Pero tengo contra ti que dejaste tu primera caridad. Considera, pues, de dónde has caído, y arrepiéntete, y practica las obras primeras; si no, vendré a ti y removeré tu candelero de su lugar si no te arrepientes. (Ap 2,2-5)
¿Hemos caído de nuestro primer amor? ¿hemos dejado de tolerar a los falsos apóstoles? No afirmo. Solo pregunto.
Sin amor, no evangelizamos. Si no evangelizamos, es que hemos perdido no solo el amor por los que necesitan la salvación sino por Aquél que murió en la Cruz para salvarnos a todos.
No podemos conformarnos con que haya mil millones -o los que sean- de bautizados en el mundo. San Pablo nos muestra el camino:
Agripa dijo a Pablo: Poco más, y me persuades a que me haga cristiano.
Y Pablo: Por poco más o por mucho más, pluguiese a Dios que no sólo tú, sino todos los que me oyen se hicieran hoy tales como lo soy yo, aunque sin estas cadenas. (Hech 26-28-29)
Buscamos la conversión de TODOS. Anhelamos la conversión de TODOS. Nos desgastamos, si es necesario, por la conversión de TODOS. No hay otra forma de ser fieles a Cristo. No se trata de ganar debates dialécticos, de quedar bien ante nuestros hermanos. Se trata de salvar almas. Y hay un solo nombre dado a los hombres en el que pueden ser salvos: Jesucristo (Hech 4,12)
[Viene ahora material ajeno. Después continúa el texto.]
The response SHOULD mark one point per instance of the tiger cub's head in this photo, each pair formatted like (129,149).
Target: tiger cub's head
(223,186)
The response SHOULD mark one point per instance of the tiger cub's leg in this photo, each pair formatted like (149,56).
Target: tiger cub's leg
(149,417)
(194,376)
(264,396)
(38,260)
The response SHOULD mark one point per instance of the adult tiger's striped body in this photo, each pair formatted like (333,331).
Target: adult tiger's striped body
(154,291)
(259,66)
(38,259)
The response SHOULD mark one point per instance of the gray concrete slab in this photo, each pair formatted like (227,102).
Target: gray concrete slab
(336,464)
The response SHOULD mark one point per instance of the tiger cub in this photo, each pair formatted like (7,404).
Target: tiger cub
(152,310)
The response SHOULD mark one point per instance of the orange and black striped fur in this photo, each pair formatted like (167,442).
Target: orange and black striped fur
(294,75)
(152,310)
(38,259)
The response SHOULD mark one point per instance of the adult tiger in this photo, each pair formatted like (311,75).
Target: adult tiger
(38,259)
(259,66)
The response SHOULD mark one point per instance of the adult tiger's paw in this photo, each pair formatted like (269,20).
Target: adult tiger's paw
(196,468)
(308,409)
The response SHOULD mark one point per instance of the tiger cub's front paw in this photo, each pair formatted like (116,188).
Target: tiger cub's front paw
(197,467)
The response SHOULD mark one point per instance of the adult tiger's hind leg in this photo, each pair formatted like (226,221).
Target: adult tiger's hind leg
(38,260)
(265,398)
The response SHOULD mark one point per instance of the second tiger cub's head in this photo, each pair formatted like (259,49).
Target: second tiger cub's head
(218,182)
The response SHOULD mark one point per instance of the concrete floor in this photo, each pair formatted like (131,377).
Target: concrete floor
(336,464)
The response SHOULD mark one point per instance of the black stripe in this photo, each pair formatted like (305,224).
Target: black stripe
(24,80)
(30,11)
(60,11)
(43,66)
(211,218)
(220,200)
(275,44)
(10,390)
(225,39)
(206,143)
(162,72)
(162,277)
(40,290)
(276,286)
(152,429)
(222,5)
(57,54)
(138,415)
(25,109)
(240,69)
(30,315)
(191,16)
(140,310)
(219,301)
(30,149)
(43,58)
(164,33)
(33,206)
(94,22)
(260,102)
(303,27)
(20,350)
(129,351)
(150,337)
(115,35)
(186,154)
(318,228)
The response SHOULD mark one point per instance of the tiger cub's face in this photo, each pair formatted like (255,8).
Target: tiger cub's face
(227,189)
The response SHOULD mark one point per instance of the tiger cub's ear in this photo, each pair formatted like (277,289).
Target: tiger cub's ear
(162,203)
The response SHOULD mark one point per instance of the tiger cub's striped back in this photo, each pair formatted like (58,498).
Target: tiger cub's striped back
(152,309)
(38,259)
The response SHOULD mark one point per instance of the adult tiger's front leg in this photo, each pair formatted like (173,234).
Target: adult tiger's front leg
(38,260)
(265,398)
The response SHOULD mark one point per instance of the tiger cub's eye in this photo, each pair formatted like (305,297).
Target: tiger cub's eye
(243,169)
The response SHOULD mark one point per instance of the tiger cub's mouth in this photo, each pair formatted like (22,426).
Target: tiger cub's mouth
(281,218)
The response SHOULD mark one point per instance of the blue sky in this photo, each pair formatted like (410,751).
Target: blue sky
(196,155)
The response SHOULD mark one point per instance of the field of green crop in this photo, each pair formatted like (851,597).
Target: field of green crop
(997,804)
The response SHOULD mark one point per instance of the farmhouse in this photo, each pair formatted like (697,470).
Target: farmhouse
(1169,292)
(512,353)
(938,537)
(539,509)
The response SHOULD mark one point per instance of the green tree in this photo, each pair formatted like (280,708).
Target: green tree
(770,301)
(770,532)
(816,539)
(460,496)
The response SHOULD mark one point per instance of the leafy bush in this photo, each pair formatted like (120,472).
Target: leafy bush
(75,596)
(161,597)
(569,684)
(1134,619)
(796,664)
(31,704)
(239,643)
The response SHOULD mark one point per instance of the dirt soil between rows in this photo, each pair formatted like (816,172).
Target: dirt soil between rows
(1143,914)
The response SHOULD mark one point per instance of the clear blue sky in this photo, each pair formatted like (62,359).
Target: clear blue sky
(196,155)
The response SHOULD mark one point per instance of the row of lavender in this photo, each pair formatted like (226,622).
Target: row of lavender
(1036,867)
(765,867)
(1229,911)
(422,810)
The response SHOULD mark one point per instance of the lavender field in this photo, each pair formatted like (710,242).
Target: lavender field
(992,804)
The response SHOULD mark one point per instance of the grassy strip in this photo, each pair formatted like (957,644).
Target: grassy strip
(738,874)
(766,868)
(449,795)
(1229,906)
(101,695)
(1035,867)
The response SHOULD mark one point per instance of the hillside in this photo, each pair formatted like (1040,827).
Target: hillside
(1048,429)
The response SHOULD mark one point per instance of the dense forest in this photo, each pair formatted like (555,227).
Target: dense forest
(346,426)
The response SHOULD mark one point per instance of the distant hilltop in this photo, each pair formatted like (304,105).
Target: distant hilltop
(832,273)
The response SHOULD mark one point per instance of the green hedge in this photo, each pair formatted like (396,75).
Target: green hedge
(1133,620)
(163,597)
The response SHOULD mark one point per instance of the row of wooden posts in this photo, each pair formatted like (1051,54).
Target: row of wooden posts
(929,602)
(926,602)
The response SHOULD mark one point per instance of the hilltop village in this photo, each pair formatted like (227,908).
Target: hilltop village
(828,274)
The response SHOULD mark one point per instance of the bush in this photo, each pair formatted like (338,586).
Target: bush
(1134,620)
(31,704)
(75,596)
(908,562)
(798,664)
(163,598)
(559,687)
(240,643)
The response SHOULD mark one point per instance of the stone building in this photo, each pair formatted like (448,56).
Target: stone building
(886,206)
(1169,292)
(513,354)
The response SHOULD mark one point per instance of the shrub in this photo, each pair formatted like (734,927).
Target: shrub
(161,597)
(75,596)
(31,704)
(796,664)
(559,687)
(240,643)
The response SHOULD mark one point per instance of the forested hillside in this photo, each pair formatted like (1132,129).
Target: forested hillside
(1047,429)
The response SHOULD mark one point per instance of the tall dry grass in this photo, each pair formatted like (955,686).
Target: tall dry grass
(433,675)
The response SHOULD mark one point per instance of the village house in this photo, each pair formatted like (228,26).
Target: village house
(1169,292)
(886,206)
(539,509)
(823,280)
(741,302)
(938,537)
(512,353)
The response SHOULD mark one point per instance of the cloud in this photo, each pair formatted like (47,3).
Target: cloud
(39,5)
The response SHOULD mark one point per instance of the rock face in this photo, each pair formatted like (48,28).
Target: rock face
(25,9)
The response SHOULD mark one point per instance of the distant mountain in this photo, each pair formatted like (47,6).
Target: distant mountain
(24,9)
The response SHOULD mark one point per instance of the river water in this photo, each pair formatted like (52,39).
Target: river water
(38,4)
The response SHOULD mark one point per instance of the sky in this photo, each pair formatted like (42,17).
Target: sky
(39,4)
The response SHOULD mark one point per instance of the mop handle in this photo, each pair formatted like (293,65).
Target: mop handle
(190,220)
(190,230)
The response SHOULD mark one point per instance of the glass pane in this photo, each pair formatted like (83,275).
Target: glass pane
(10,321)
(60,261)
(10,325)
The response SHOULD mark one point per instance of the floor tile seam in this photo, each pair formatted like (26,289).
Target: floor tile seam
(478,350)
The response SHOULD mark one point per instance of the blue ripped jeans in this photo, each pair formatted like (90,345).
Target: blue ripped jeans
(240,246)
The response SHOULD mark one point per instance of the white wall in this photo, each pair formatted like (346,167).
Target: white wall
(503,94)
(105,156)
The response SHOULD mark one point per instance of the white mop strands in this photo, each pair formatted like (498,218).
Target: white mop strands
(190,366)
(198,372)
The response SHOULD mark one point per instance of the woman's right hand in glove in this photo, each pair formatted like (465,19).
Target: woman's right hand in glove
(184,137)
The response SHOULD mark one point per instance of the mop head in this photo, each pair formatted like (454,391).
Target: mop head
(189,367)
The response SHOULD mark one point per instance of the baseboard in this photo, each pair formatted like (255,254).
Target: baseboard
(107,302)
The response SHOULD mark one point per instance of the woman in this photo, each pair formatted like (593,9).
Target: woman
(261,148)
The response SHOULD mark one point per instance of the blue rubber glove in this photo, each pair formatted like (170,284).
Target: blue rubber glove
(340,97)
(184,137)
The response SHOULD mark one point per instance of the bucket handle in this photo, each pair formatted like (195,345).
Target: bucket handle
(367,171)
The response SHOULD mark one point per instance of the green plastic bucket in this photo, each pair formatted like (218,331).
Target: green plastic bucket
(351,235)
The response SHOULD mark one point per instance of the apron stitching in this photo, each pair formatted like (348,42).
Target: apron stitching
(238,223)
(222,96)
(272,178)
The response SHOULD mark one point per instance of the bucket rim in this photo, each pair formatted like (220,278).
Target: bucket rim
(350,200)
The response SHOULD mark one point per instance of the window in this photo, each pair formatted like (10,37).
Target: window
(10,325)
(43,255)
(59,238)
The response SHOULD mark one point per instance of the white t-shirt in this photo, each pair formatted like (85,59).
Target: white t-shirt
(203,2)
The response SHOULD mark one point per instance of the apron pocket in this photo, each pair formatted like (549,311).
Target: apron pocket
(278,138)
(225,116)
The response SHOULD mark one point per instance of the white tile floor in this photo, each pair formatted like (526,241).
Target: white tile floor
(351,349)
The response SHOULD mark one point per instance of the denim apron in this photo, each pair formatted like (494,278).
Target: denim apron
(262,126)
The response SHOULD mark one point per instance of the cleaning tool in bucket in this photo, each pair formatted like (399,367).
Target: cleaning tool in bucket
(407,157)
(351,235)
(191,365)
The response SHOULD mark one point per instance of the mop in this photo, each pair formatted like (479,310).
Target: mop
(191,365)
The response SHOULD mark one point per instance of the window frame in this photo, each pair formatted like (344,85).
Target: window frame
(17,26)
¿Ha de ser la predicación solamente de palabra? No. Nuestras buenas obras dan testimonio de Dios. Lo dice Cristo: “Así ha de lucir vuestra luz ante los hombres, para que, viendo vuestras buenas obras, glorifiquen a vuestro Padre, que está en los cielos” (Mt 5,16). Así nos exhorta la epístola de Santiago:
¿Qué le aprovecha, hermanos míos, a uno decir: Yo tengo fe, si no tiene obras? ¿Podrá salvarle la fe? Si el hermano o la hermana están desnudos y carecen de alimento cotidiano, y alguno de vosotros les dijere: Id en paz, que podáis calentaros y hartaros, pero no les diereis con qué satisfacer la necesidad de su cuerpo, ¿qué provecho les vendría? Así también la fe, si no tiene obras, es de suyo muerta.
Mas dirá alguno: Tú tienes fe y yo tengo obras. Muéstrame sin las obras tu fe, que yo por mis obras te mostraré la fe. (Stg 2,14-18)
Es por ello que la Iglesia siempre ha acompañado la predicación del evangelio de la caridad hacia los más necesitados. No puede faltar ni lo uno ni lo otro. Y se equivoca gravemente el que deja de hacer alguna de las dos cosas. No podemos ofrecer a Cristo sin dar de comer al hambriento ni de beber al sediento. Ni podemos dejar saciados de pan y agua al pecador sin ofrecerle el pan de vida que bajó del cielo. Miserable es tanto el que niega el pan terreno como el pan celestial, siendo que tiene ambos para compartir. ¿Quién es el necio que llama “respeto hacia el prójimo” el no ofrecerle la salvación? ¿Quién es el necio que cree que basta con hablar de Cristo sin comportarse como el samaritano que atiende al que está postrado en el camino?
Acabo como empecé. Citando a San Pablo:
“Porque evangelizar no es gloria para mí, sino necesidad. ¡Ay de mí si no evangelizara!” (1ª Cor 9,16)
Ay de nosotros si nos dejamos llevar por la comodidad de no arrostrar la cruz y las dificultades que derivan de ser las manos y los pies que Dios usa para salvar en Cristo a este mundo. Más nos valiera no haber nacido ni habernos convertido. Quiera Dios despertar en nuestros corazones el celo por las almas perdidas. El mismo Dios dice: “Porque no quiero la muerte del que muere. Convertíos, pues, y viviréis” (Ez 18,32). Así sea.